The center stresses that its determination about 2016’s sea ice minimum is merely “preliminary.” It is still possible that the sea ice extent could tick a bit lower before the ocean begins to refreeze, and the planet’s icy cap starts to expand, as winter nears.
The researchers actually appeared to express a bit of surprise that 2016 didn’t stand out more in September, given how dramatically low ice extent was earlier in the year, and given evidence that the ice was also very thin and the ocean very warm.
After all, 2016 is widely expected to turn out to be the warmest year on record for the globe as a whole.
But sea ice doesn’t necessarily follow in perfect lockstep. Weather conditions during the summer matter a lot: “Statistically, there is little relationship between May and September sea ice extents after removing the long-term trend, indicating the strong role of summer weather patterns in controlling sea ice loss,” notes the NSIDC.
Thus, the punchline is clear: Don’t focus too much on any individual year; focus instead on the trend.

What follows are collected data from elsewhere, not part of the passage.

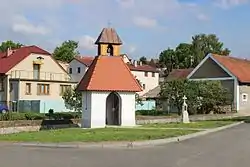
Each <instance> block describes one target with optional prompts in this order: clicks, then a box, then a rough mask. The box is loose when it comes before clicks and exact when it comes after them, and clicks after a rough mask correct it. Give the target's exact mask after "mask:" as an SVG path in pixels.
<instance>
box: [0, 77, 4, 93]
mask: <svg viewBox="0 0 250 167" xmlns="http://www.w3.org/2000/svg"><path fill="white" fill-rule="evenodd" d="M0 91H4V85H3V79H2V78H0Z"/></svg>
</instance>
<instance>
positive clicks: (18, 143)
mask: <svg viewBox="0 0 250 167" xmlns="http://www.w3.org/2000/svg"><path fill="white" fill-rule="evenodd" d="M242 123H244V121H242V122H237V123H234V124H230V125H226V126H222V127H218V128H214V129H209V130H204V131H201V132H197V133H192V134H188V135H184V136H179V137H173V138H166V139H158V140H147V141H135V142H120V143H115V142H113V143H94V144H92V143H84V144H83V143H80V144H61V143H56V144H55V143H50V144H47V143H12V145H17V146H23V147H44V148H136V147H149V146H159V145H164V144H168V143H173V142H179V141H184V140H188V139H192V138H195V137H200V136H203V135H207V134H210V133H214V132H218V131H221V130H225V129H228V128H232V127H235V126H238V125H240V124H242Z"/></svg>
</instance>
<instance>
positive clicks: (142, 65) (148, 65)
mask: <svg viewBox="0 0 250 167" xmlns="http://www.w3.org/2000/svg"><path fill="white" fill-rule="evenodd" d="M127 65H128V67H129V69H130V70H131V71H148V72H158V71H157V69H156V68H155V67H152V66H150V65H147V64H142V65H137V66H134V65H132V64H127Z"/></svg>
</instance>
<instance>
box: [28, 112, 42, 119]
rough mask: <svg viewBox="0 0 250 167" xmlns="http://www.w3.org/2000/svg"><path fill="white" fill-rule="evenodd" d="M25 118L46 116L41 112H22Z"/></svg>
mask: <svg viewBox="0 0 250 167" xmlns="http://www.w3.org/2000/svg"><path fill="white" fill-rule="evenodd" d="M24 114H25V118H26V120H43V119H45V118H46V116H45V114H42V113H32V112H28V113H24Z"/></svg>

And when it comes to trends in Arctic sea ice – one of the most observable planetary indicators – there’s just no doubt that the trend is down, and down, and down, even if not every year sets a new record.
“September Arctic sea ice is now declining at a rate of 13.4 percent per decade, relative to the 1981 to 2010 average,” NASA says.
Or think about it another way: According to a table presented by the NSIDC, all of the 10 lowest years for Arctic sea ice extent have occurred since 2005.
This year, Arctic sea ice melt was paired with an astonishing window on the kind of world that this will bring – a cruise ship, the Crystal Serenity, successfully navigated the Northwest Passage on a trip from Alaska to New York via the Arctic. As sea ice trends lower and lower, we can only expect such incursions to grow.
“The loss of summer sea ice . . . opens up the Arctic to increasing vessel traffic and the risks that come with it like higher risk of oil spills, impact of noise pollution on marine wildlife and the introduction of invasive species,” said Janice Searles Jones, president of the Ocean Conservancy. “By 2025, vessel traffic through the Bering Strait is projected to increase anywhere from 100 percent to 500 percent from what it was in 2013.”